Created on 06-24-2014 06:17 AM - edited 09-16-2022 02:00 AM
Hello ,
I have installed Cloudera manager 5 and using it I installed Solr , Zookeper , HDFS and Yarn services.
I am trying to do the following :
1. Load data to the HDFS
2. Access the HDFS using Solr .
Please suggest me steps to acheive the same .
Thanks
Bala
Created 06-25-2014 10:35 AM
Bala,
Follow steps:
Create a local Solr project directory and schema
Through
Viewing the results
This will have you setup a SOLR index in HDFS. You can use any CSV file for sample data.
Created 06-27-2014 06:44 AM
Hi Bala,
I have found that very rarely is data truly unstructured. What kind of data is it? Typically, there is some form of structure to the data. Can you send me a sample file kevin@cloudera.com
Created 06-27-2014 06:49 AM
Created 06-27-2014 06:53 AM
Bala,
It absolutely is. I was just giving you a sample set of instructions so you could play with a CSV file ingest. You will be looking to use Apache Tika. The good news is there is a morphline to help you with that. The bad new is you will have to write that morphline. I would recommend starting here: https://github.com/cloudera/search#cdk-morphlines-solr-cell
Created 06-27-2014 06:57 AM
Created 06-27-2014 07:02 AM
You can follow the same steps I sent you, but you will need to switch to https://github.com/cloudera/search#cdk-morphlines-solr-cellcdk-morphline-solr-cell morphline instead of the CSV one in the example.
Created 06-27-2014 08:03 AM
Created 07-01-2014 08:42 AM
Created 07-03-2014 07:32 AM
Kevin , I followed the steps , It working as expected in dry run. But when i run without dry--run argument . It stops at this step 😞 😞
770 [main] INFO org.apache.solr.cloud.ZkController – Write file /tmp/1404354031741-0/velocity/facet_fields.vm
771 [main] INFO org.apache.solr.cloud.ZkController – Write file /tmp/1404354031741-0/elevate.xml
773 [main] INFO org.apache.solr.cloud.ZkController – Write file /tmp/1404354031741-0/admin-extra.menu-bottom.html
774 [main] INFO org.apache.solr.cloud.ZkController – Write file /tmp/1404354031741-0/schema.xml
897 [main] INFO org.apache.solr.hadoop.MapReduceIndexerTool – Indexing 1 files using 1 real mappers into 1 reducers
It stops in 897 itself . I restarted and tried , still the same .
Any help .
Thanks
Bala
Created 05-09-2018 02:25 AM
Is incremental load to Solr is possible?
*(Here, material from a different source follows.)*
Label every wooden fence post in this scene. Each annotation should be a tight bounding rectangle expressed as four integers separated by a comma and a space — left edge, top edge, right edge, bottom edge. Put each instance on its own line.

Meaning that If the dataset set that is going to load in the solr has some unique keys ( with or without update in other fields of the record) that are already present in the solr collection, I want existing records get updated and new record get inserted in Solr collection. Could you please let me know if it is possible in Solr or not. If yes, please advice in achieving the same.